In dem du den Wert abfragst, ob er null ist, und wenn ja, lässt du ein "" ausgeben.



ebruss17 hat gesagt.:


> Habe ich da vielleicht im Code, wo die for-Schleifen sind, ne Klammer zu früh geschlossen?


Nu geht es aber ans Eingemachte! Also wenn du an der semantischen Richtigkeit deines Codes zweifelst, solltest du vielleicht erstmal probieren, einen Algorithmus zu programmieren, der die Daten aus der DB ziehen kann und sauber in einem Array oder in einer ArrayList mit Datenobjekten abspeichert.

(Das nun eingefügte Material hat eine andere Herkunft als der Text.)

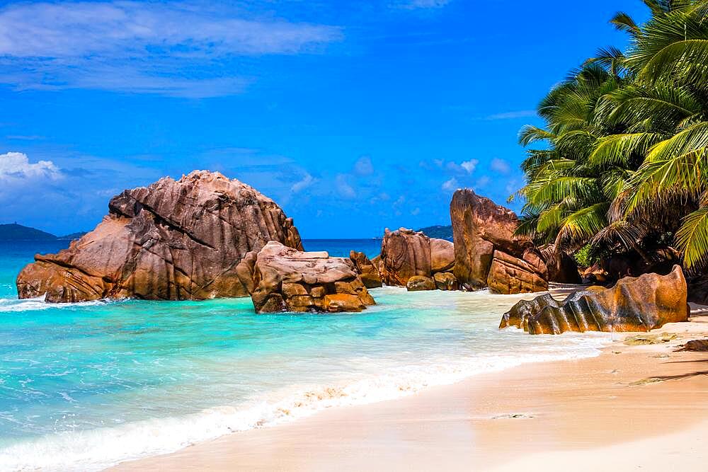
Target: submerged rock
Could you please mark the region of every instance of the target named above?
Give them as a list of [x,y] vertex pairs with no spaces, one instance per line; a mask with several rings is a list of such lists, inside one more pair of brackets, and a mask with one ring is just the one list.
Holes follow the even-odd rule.
[[366,254],[352,251],[349,253],[349,258],[354,264],[354,269],[361,277],[364,287],[367,289],[374,289],[382,285],[379,270],[372,261],[369,260]]
[[161,178],[111,199],[93,231],[57,254],[35,256],[20,298],[52,302],[248,294],[236,267],[270,241],[302,249],[292,219],[256,189],[216,172]]
[[489,286],[501,294],[547,289],[547,269],[537,252],[529,252],[532,243],[514,234],[518,219],[513,212],[469,189],[460,189],[452,196],[450,212],[453,272],[462,288]]
[[649,331],[686,321],[686,280],[676,265],[668,275],[624,277],[615,287],[590,287],[562,301],[550,294],[516,304],[499,328],[516,326],[530,334],[564,331]]
[[423,290],[435,290],[435,282],[431,277],[422,275],[413,275],[408,280],[406,289],[409,292],[422,292]]
[[433,276],[433,280],[435,281],[435,287],[438,290],[458,290],[459,285],[457,284],[457,279],[455,278],[451,272],[439,272]]
[[258,313],[361,311],[375,304],[351,261],[326,252],[306,253],[271,241],[252,267],[244,263],[242,269],[244,277],[251,270],[251,298]]

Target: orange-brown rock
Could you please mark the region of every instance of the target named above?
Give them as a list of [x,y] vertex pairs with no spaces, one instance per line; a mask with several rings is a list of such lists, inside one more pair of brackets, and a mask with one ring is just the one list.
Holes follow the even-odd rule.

Wenn das steht, dann kannst du drüber nachdenken, wie du diesen Algo am besten in eine JSP packst.
Du versuchts viel zu viel in einen Schritt zu packen, weisst offenbar nicht so richtig, was du tust, und wunderst dich dann über das Ergebnis.
Und zu deiner Frage: dein letztes </tr> steht etwas zu weit hinten. Von den drei geschweiften Klammern in Zeile 50-52 schließt die erste (in Zeile 50) den if-Block, der in Zeile 44 beginnt, die zweite in Zeile 51 die for-Schleife die in Zeile 43 beginnt, und die dritte die while-Schleife, in der du über deinen result set iterierst. Das </tr> steht nach der dritten "}", muss aber natürlich davor stehen.


----------